While suicide is prevalent in Khmer music videos and movies, more detailed research needs to be conducted to establish any correlation, the report states.
Sek Sisokhom, head of the psychology department, said that the media might unnecessarily romanticize the notion of suicide.
“The broadcast of karaoke videos and movies shows suicide happens between couples as [if] suicide is an adequate way to respond to lost love. When young people watch TV, they might want to try this, and this is a problem,” she said.
Probable acute anxiety and depression also featured prominently in the report’s results, with 27.4 percent and 16.7 percent of the respondents experiencing symptoms for each disorder respectively. As for PTSD, 2.7 percent of respondents were found to exhibit the symptoms—seven times higher than that found in the general population worldwide.
The high prevalence rates of these disorders point toward a dire need for the government to address the need for counseling and the training of psychiatric staff throughout the country, especially for the poor in rural areas, the survey says.
“However, Cambodia is far from upholding these promises and a higher allocation of money to the mental health sector is urgently required in order to meet the needs of acutely and chronically mentally ill,” the report says.
“The department decided to do this survey because we do not have any mental health survey representing Cambodia country-wide,” Ms. Sisokhom said.
“Since we don’t have that, we cannot judge how big the problem is here and what kind of issues and what kind of need is [necessary] for intervention in order to help our people.”
With funding from the German Development Agency (GIZ), the researchers combined a Western approach with a culturally relevant questionnaire so that respondents would better understand some of the survey’s questions, instead of having to wrestle with the psychiatric jargon.

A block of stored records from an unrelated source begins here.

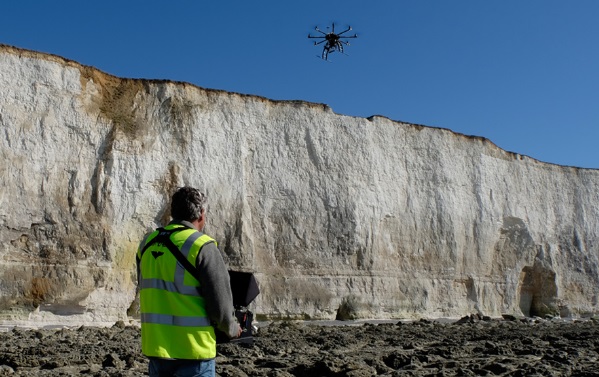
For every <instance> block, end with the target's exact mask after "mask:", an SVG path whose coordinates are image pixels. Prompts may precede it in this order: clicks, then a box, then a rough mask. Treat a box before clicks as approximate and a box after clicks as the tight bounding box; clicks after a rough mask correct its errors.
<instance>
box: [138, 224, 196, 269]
mask: <svg viewBox="0 0 599 377" xmlns="http://www.w3.org/2000/svg"><path fill="white" fill-rule="evenodd" d="M185 229H189V228H187V227H183V228H175V229H165V228H159V229H157V230H158V235H157V236H156V237H154V238H152V240H150V241H149V242H148V243H146V244H145V246H144V248H143V249H142V250H141V254H140V259H141V258H142V257H143V255H144V253H145V252H146V250H147V249H148V248H149V247H150V246H152V245H154V244H156V243H160V244H162V245H164V246H165V247H166V248H167V249H168V251H170V252H171V254H173V256H174V257H175V258H177V261H178V262H179V263H180V264H181V266H183V268H185V270H186V271H187V272H189V273H190V274H191V276H193V277H194V278H195V279H196V280H197V281H200V272H199V271H198V269H197V268H196V267H195V266H194V265H193V264H191V262H190V261H188V260H187V258H185V256H184V255H183V254H182V253H181V250H179V248H178V247H177V245H175V244H174V243H173V241H172V240H171V235H172V234H173V233H176V232H180V231H182V230H185Z"/></svg>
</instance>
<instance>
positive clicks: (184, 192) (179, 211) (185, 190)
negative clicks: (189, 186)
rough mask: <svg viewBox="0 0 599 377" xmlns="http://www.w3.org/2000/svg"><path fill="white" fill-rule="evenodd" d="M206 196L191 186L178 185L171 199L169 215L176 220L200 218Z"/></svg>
mask: <svg viewBox="0 0 599 377" xmlns="http://www.w3.org/2000/svg"><path fill="white" fill-rule="evenodd" d="M205 204H206V196H205V195H204V194H203V193H202V192H200V190H198V189H195V188H193V187H189V186H185V187H179V188H178V189H177V191H176V192H175V193H174V194H173V198H172V201H171V216H172V217H173V219H176V220H186V221H195V220H197V219H199V218H200V216H201V215H202V211H203V210H204V205H205Z"/></svg>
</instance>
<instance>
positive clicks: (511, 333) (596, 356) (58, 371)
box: [0, 316, 599, 377]
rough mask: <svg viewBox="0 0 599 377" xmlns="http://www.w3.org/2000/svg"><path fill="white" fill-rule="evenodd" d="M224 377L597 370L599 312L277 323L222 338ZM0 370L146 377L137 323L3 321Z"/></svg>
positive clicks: (517, 373) (518, 375) (564, 372)
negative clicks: (54, 326)
mask: <svg viewBox="0 0 599 377" xmlns="http://www.w3.org/2000/svg"><path fill="white" fill-rule="evenodd" d="M217 373H218V374H219V375H220V376H223V377H227V376H242V377H243V376H272V377H289V376H353V377H358V376H364V377H366V376H580V377H582V376H599V323H598V322H597V321H594V320H579V321H572V320H556V319H554V320H541V319H510V320H506V319H485V320H483V319H481V318H479V317H477V316H470V317H464V318H462V319H461V320H459V321H455V322H440V321H429V320H420V321H414V322H403V321H398V322H394V323H378V324H373V323H362V324H355V323H352V324H351V325H350V324H347V325H344V326H322V325H315V324H312V323H307V322H272V323H270V324H268V325H264V326H262V327H261V328H260V330H259V332H258V334H256V336H255V337H254V342H253V344H243V343H241V344H237V343H229V344H222V345H219V346H218V356H217ZM0 375H2V376H6V375H8V376H74V375H77V376H98V377H99V376H143V375H147V361H146V359H145V358H144V356H143V355H141V352H140V331H139V327H137V326H126V325H125V324H124V323H122V322H119V323H117V324H115V325H114V326H112V327H110V328H95V327H79V328H73V329H67V328H63V329H33V330H32V329H19V328H13V329H7V331H4V332H2V333H0Z"/></svg>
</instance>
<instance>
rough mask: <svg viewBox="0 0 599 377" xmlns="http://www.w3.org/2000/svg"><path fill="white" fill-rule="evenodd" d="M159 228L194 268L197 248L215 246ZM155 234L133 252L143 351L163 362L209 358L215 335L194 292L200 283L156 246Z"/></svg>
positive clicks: (196, 292)
mask: <svg viewBox="0 0 599 377" xmlns="http://www.w3.org/2000/svg"><path fill="white" fill-rule="evenodd" d="M162 229H163V230H165V231H169V232H167V233H170V232H172V233H170V237H169V236H168V235H167V236H166V237H169V238H170V240H171V241H172V242H173V243H174V245H175V246H176V247H177V248H178V249H179V250H180V251H181V253H182V254H183V256H184V257H185V258H186V259H187V260H188V261H189V262H190V263H191V264H192V265H193V266H195V265H196V258H197V256H198V254H199V252H200V250H201V248H202V246H204V245H205V244H206V243H209V242H214V243H216V241H214V240H213V239H212V238H210V237H209V236H207V235H205V234H203V233H201V232H198V231H197V230H195V229H191V228H188V227H186V226H183V225H179V224H173V225H167V226H166V227H164V228H162ZM159 233H160V230H156V231H154V232H153V233H151V234H149V235H148V236H147V237H146V239H145V240H144V241H143V242H142V244H141V245H140V248H139V250H138V251H137V257H138V259H139V260H140V267H139V271H140V278H139V282H138V284H140V293H139V294H140V313H141V343H142V352H143V354H144V355H146V356H150V357H159V358H165V359H188V360H202V359H213V358H215V357H216V336H215V335H214V328H213V327H212V326H211V325H210V319H209V318H208V314H207V313H206V306H205V302H204V298H203V297H202V296H201V295H200V293H199V288H200V282H199V281H198V280H197V279H196V278H194V277H193V276H192V275H191V274H190V273H189V272H188V271H186V270H185V268H183V266H182V265H181V264H180V263H177V258H176V257H175V256H174V255H173V254H172V253H171V252H170V251H169V249H168V248H167V246H166V245H165V244H164V243H162V242H161V241H160V239H161V238H160V237H158V235H159ZM162 236H163V235H162ZM162 236H161V237H162ZM156 237H158V238H156ZM154 238H156V239H155V240H154ZM152 240H154V241H152ZM145 245H149V246H148V247H147V248H146V247H144V246H145Z"/></svg>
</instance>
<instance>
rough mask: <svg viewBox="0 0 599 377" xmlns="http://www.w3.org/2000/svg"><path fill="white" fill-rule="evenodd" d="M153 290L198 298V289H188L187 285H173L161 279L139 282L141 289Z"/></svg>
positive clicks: (181, 283)
mask: <svg viewBox="0 0 599 377" xmlns="http://www.w3.org/2000/svg"><path fill="white" fill-rule="evenodd" d="M145 288H155V289H162V290H165V291H168V292H172V293H180V294H182V295H188V296H198V295H199V294H198V287H190V286H187V285H183V284H182V283H181V284H175V283H174V282H172V281H164V280H161V279H143V280H142V282H141V289H145Z"/></svg>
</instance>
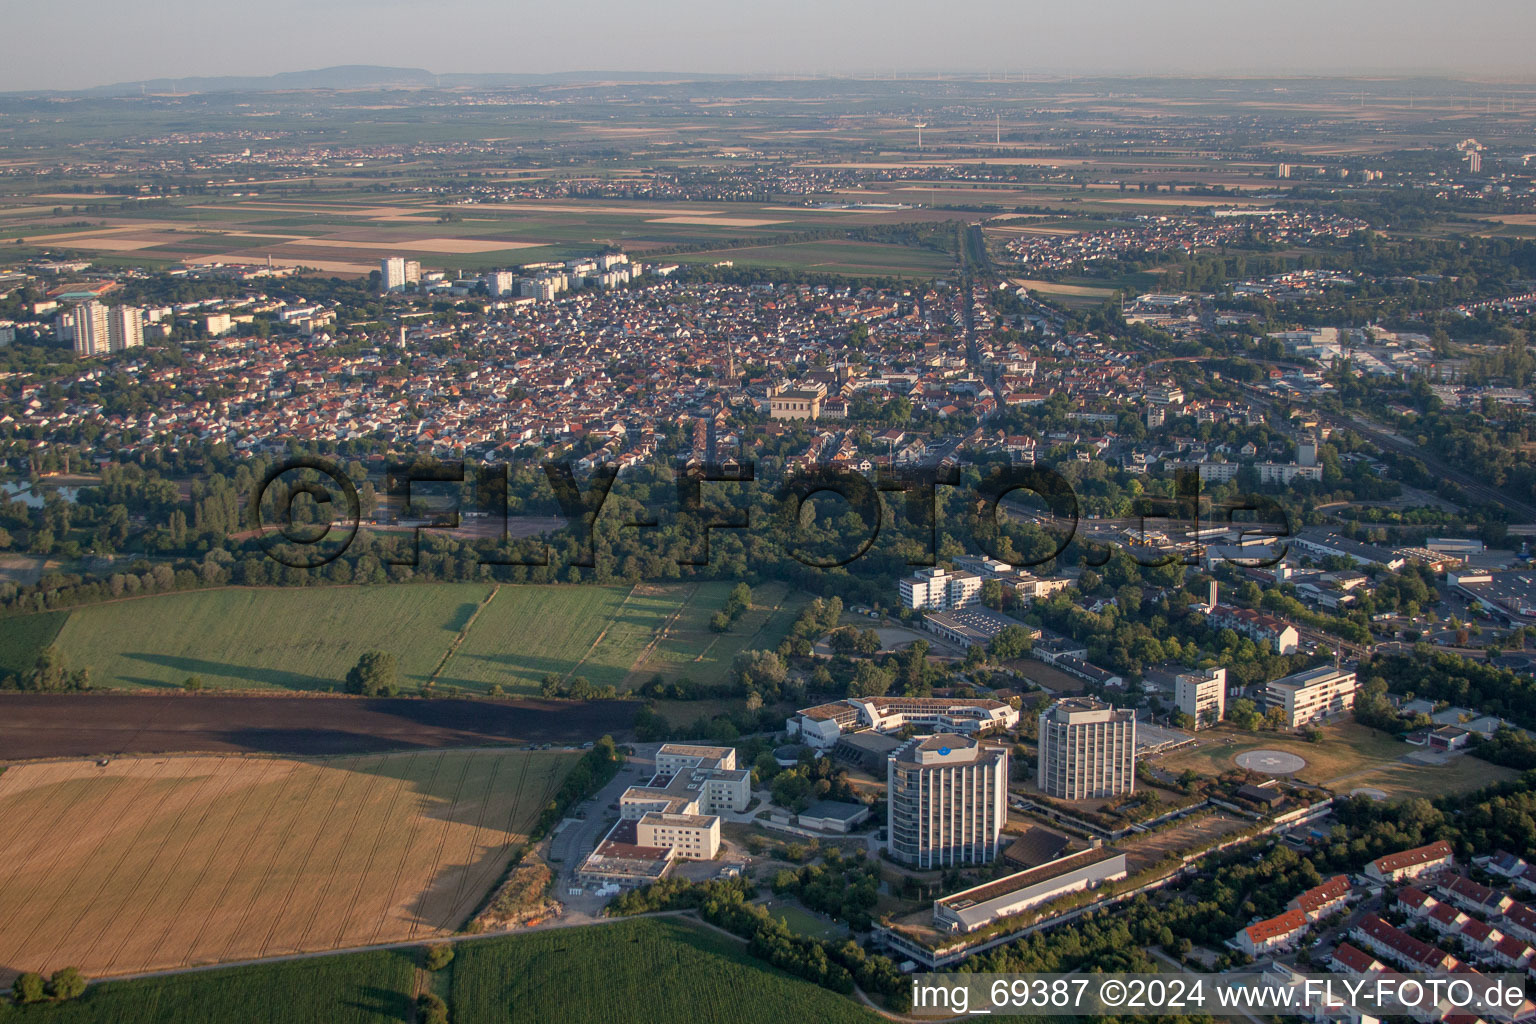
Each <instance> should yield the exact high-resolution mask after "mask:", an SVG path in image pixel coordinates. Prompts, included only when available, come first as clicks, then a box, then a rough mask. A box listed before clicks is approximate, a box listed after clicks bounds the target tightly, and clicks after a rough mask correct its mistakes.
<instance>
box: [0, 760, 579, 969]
mask: <svg viewBox="0 0 1536 1024" xmlns="http://www.w3.org/2000/svg"><path fill="white" fill-rule="evenodd" d="M574 763H576V755H574V754H561V752H539V751H487V752H479V751H415V752H409V754H370V755H362V757H343V758H327V760H298V758H267V757H143V758H120V760H114V761H111V763H108V765H104V766H98V765H97V763H95V761H55V763H32V765H22V766H18V768H11V769H8V771H6V772H5V774H3V775H0V973H5V975H6V978H0V983H8V979H9V976H11V975H14V973H15V972H20V970H43V972H51V970H57V969H58V967H63V966H69V964H72V966H77V967H80V969H81V970H83V972H84V973H86V975H95V976H100V975H114V973H132V972H143V970H157V969H169V967H181V966H189V964H203V963H215V961H224V960H243V958H252V956H272V955H278V953H290V952H300V950H318V949H336V947H347V946H361V944H369V943H384V941H392V940H410V938H430V936H435V935H441V933H445V932H452V930H455V929H458V927H459V926H461V924H462V923H464V920H465V918H467V917H468V915H470V913H472V912H473V910H475V909H476V907H478V906H479V903H481V900H484V897H485V894H487V892H488V890H490V889H492V887H493V886H495V884H496V883H498V881H499V880H501V875H502V872H504V870H505V866H507V860H508V855H510V851H511V847H513V846H518V844H519V843H522V841H525V838H527V834H528V831H530V829H531V827H533V824H535V821H536V820H538V815H539V812H541V809H542V808H544V806H545V804H547V803H548V800H550V798H551V797H553V795H554V791H556V789H558V788H559V785H561V781H562V780H564V777H565V774H567V772H568V771H570V768H571V766H573V765H574Z"/></svg>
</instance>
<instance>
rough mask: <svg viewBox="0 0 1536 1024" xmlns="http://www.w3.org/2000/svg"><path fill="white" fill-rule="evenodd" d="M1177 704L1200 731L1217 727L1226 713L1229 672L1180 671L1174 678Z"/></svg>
mask: <svg viewBox="0 0 1536 1024" xmlns="http://www.w3.org/2000/svg"><path fill="white" fill-rule="evenodd" d="M1174 703H1175V705H1177V706H1178V709H1180V711H1183V712H1184V714H1187V715H1189V717H1190V718H1193V722H1195V728H1197V729H1200V728H1204V726H1212V725H1217V723H1218V722H1221V718H1224V717H1226V714H1227V669H1224V668H1207V669H1201V671H1195V672H1180V674H1178V676H1177V677H1175V679H1174Z"/></svg>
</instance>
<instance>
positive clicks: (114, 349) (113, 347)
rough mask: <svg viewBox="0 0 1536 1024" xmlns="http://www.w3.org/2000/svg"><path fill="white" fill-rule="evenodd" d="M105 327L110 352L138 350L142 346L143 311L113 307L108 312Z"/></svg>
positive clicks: (132, 307)
mask: <svg viewBox="0 0 1536 1024" xmlns="http://www.w3.org/2000/svg"><path fill="white" fill-rule="evenodd" d="M106 327H108V330H106V333H108V345H109V347H111V348H112V352H124V350H127V348H138V347H141V345H143V344H144V310H141V309H138V307H137V306H114V307H112V309H111V310H109V312H108V316H106Z"/></svg>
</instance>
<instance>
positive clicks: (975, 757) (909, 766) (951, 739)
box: [886, 732, 1008, 869]
mask: <svg viewBox="0 0 1536 1024" xmlns="http://www.w3.org/2000/svg"><path fill="white" fill-rule="evenodd" d="M1006 820H1008V751H1006V749H1003V748H989V746H982V743H980V740H977V738H974V737H966V735H958V734H954V732H938V734H935V735H928V737H915V738H912V740H908V742H906V743H903V745H902V746H899V748H897V749H895V751H892V754H891V758H889V761H888V763H886V827H888V837H889V840H888V841H889V852H891V857H892V858H894V860H897V861H899V863H903V864H908V866H911V867H919V869H932V867H951V866H958V864H986V863H989V861H992V860H994V858H995V857H997V854H998V837H1000V835H1001V832H1003V823H1005V821H1006Z"/></svg>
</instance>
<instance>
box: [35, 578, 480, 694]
mask: <svg viewBox="0 0 1536 1024" xmlns="http://www.w3.org/2000/svg"><path fill="white" fill-rule="evenodd" d="M488 591H490V588H488V586H485V585H478V583H442V585H427V586H349V588H315V590H307V588H306V590H296V588H289V590H243V588H229V590H218V591H204V593H187V594H166V596H161V597H144V599H138V600H121V602H115V603H109V605H92V606H89V608H80V609H77V611H74V613H71V614H69V622H68V623H66V625H65V628H63V629H61V631H60V633H58V639H57V645H58V648H60V649H61V651H63V652H65V657H68V660H69V665H71V666H72V668H80V666H89V668H91V674H92V682H94V685H97V686H117V688H121V686H178V685H180V683H181V682H183V680H184V679H187V677H189V676H198V677H201V679H203V683H204V685H206V686H209V688H227V689H269V688H280V689H330V688H336V689H341V686H343V680H344V679H346V674H347V669H350V668H352V666H353V665H356V662H358V657H359V656H361V654H362V652H364V651H370V649H381V651H390V652H393V654H395V657H398V659H399V676H401V685H402V686H407V688H415V686H418V685H421V683H424V682H427V679H429V677H430V674H432V669H433V668H436V665H438V662H439V660H441V659H442V656H444V654H445V652H447V649H449V645H450V643H452V642H453V639H455V637H456V636H458V633H459V629H462V628H464V623H465V622H467V620H468V617H470V614H473V611H475V608H476V606H478V605H479V603H481V600H484V597H485V594H487V593H488Z"/></svg>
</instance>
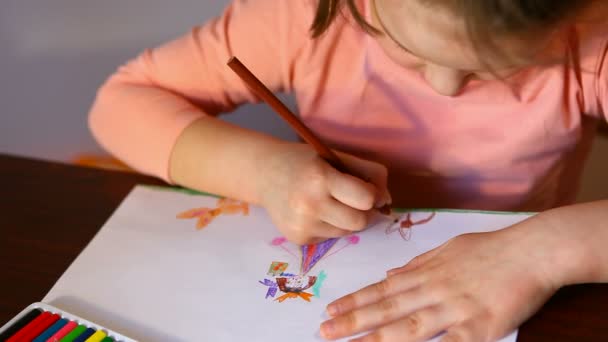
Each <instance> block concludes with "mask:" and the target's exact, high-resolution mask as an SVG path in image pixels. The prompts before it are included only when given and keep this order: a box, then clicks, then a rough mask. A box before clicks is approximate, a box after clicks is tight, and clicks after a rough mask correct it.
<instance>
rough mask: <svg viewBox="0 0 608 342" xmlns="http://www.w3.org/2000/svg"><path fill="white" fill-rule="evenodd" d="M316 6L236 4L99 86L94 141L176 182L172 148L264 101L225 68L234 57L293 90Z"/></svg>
mask: <svg viewBox="0 0 608 342" xmlns="http://www.w3.org/2000/svg"><path fill="white" fill-rule="evenodd" d="M311 4H312V2H311V1H309V0H288V1H287V0H249V1H248V0H236V1H234V2H233V3H232V4H231V5H230V6H229V7H228V8H227V9H226V10H225V12H224V13H223V15H221V16H220V17H219V18H216V19H215V20H212V21H210V22H208V23H207V24H205V25H204V26H201V27H195V28H194V29H192V30H191V31H190V32H189V33H188V34H186V35H184V36H183V37H181V38H179V39H177V40H174V41H172V42H169V43H167V44H165V45H163V46H160V47H158V48H155V49H150V50H146V51H144V52H143V53H142V54H141V55H140V56H138V57H137V58H136V59H134V60H133V61H131V62H129V63H127V64H126V65H124V66H122V67H120V68H119V70H118V71H117V72H116V73H115V74H114V75H112V76H111V77H110V78H109V79H108V80H107V81H106V83H105V84H104V85H103V86H102V87H101V88H100V90H99V92H98V94H97V98H96V100H95V103H94V105H93V107H92V109H91V112H90V114H89V125H90V128H91V131H92V132H93V135H94V136H95V138H96V139H97V141H98V142H99V143H100V144H101V145H102V146H103V147H104V148H105V149H106V150H108V151H109V152H111V153H112V154H114V155H115V156H116V157H118V158H120V159H121V160H122V161H124V162H126V163H127V164H128V165H130V166H131V167H133V168H135V169H137V170H139V171H141V172H144V173H148V174H152V175H155V176H158V177H161V178H163V179H165V180H168V181H170V175H169V174H168V170H169V160H170V157H171V151H172V148H173V146H174V144H175V142H176V140H177V138H178V137H179V135H180V133H181V132H182V131H183V130H184V129H185V128H186V127H187V126H188V125H189V124H190V123H192V122H193V121H195V120H197V119H198V118H200V117H202V116H204V115H218V114H220V113H224V112H230V111H232V110H234V109H235V108H236V107H237V106H238V105H240V104H242V103H245V102H258V101H259V99H257V98H256V97H255V96H254V95H253V94H252V93H251V92H250V91H249V90H248V89H247V87H246V86H245V85H244V84H243V82H242V81H241V80H240V79H239V78H238V77H237V76H236V75H235V74H234V73H233V72H232V71H231V70H230V69H229V68H228V67H227V66H226V62H227V61H228V59H229V58H230V57H231V56H233V55H235V56H238V57H239V59H241V60H242V61H243V63H245V64H246V65H247V66H248V67H249V68H250V69H251V70H252V71H253V72H254V73H255V74H256V75H257V76H258V77H259V78H260V79H261V80H262V81H263V82H264V83H265V84H267V85H268V86H269V88H270V89H271V90H273V91H291V90H292V86H293V80H294V77H295V75H294V69H295V68H294V63H295V62H296V59H297V56H298V52H299V51H300V50H301V49H302V48H303V47H304V46H305V45H306V44H307V42H308V41H309V40H310V38H309V33H308V25H309V24H310V23H311V20H312V15H313V11H314V9H313V6H312V5H311Z"/></svg>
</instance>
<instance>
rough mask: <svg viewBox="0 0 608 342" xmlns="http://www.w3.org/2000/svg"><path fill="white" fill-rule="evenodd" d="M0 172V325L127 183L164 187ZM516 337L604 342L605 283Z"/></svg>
mask: <svg viewBox="0 0 608 342" xmlns="http://www.w3.org/2000/svg"><path fill="white" fill-rule="evenodd" d="M0 170H1V171H0V194H1V196H0V204H1V205H0V326H1V325H3V324H4V323H5V322H7V321H8V320H9V319H11V318H12V317H13V316H15V315H16V314H17V313H19V312H20V311H21V310H22V309H23V308H24V307H26V306H28V305H29V304H31V303H33V302H36V301H40V300H41V299H42V298H43V297H44V296H45V295H46V293H47V292H48V291H49V290H50V289H51V287H52V286H53V284H54V283H55V282H56V281H57V280H58V279H59V277H60V276H61V275H62V273H63V272H64V271H65V270H66V269H67V267H68V266H69V265H70V263H71V262H72V261H73V260H74V259H75V258H76V257H77V256H78V254H79V253H80V251H81V250H82V249H83V248H84V247H85V245H86V244H87V243H88V242H89V241H90V240H91V238H92V237H93V236H94V235H95V233H97V231H98V230H99V228H101V226H102V225H103V224H104V222H105V221H106V220H107V219H108V218H109V217H110V214H111V213H112V211H114V209H115V208H116V207H117V206H118V204H119V203H120V202H121V201H122V199H123V198H124V197H125V196H126V195H127V194H128V193H129V191H130V190H131V188H133V186H134V185H136V184H155V185H162V184H164V183H163V182H161V181H159V180H156V179H154V178H150V177H146V176H141V175H137V174H132V173H124V172H115V171H106V170H98V169H93V168H85V167H77V166H72V165H65V164H58V163H51V162H44V161H37V160H31V159H25V158H19V157H12V156H7V155H1V154H0ZM504 295H505V296H509V295H510V294H509V293H505V294H504ZM518 340H519V341H608V284H595V285H577V286H571V287H567V288H563V289H561V290H560V291H558V293H557V294H556V295H555V296H553V298H551V300H550V301H549V302H548V303H547V304H546V305H545V306H544V307H543V308H542V309H541V310H540V311H539V312H538V313H537V314H536V315H535V316H533V317H532V318H531V319H530V320H529V321H528V322H526V323H525V324H524V325H523V326H522V327H521V329H520V333H519V338H518Z"/></svg>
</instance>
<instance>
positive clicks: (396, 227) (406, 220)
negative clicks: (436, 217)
mask: <svg viewBox="0 0 608 342" xmlns="http://www.w3.org/2000/svg"><path fill="white" fill-rule="evenodd" d="M403 217H405V219H403ZM433 217H435V212H432V213H431V214H430V215H429V216H428V217H425V218H423V219H421V220H418V221H412V213H406V214H405V215H403V216H402V217H401V218H399V219H396V220H395V221H393V222H392V223H391V224H390V225H389V226H388V227H386V234H387V235H388V234H392V233H394V232H395V231H399V235H401V237H402V238H403V240H406V241H409V239H411V237H412V227H413V226H418V225H423V224H426V223H428V222H430V221H431V220H432V219H433ZM399 221H401V222H400V223H399ZM397 223H399V224H397Z"/></svg>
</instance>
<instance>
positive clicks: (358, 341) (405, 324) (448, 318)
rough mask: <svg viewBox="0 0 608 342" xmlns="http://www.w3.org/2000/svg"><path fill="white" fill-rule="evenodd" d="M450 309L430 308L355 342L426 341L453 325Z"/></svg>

For example, panic attacks are sometimes described in Khmer as “wind attacks” while sleep paralysis is described as a ghost pushing an individual down (“khmaoch sangkat”). Both symptoms are associated with trauma and PTSD.
Dr. Tanja Schunert, co-author of the study and a GIZ adviser, said the results were “alarming,” especially when looking at the rates of committed and attempted suicides.
“The government should see this report and they should wake up. It should be an alarm for the government,” said Chhim Sothearo, executive director of the Transcultural Psychosocial Organization Cambodia, which offers counseling and psychiatric help to Cambodians.
“There is a huge gap between the problems of the country and the care [being provided].”
Chak Thida, vice-director of the Khmer-Soviet Friendship Hospital—which houses the largest mental facility in the country—said about 300 patients come each day seeking mental health services. About 40 percent need to be treated for anxiety, while about 30 percent suffer from depression, she said.
“There is limited funding [for the mental health sector] and this field is not a priority field,” she said. “But now, we are starting to look more into it.”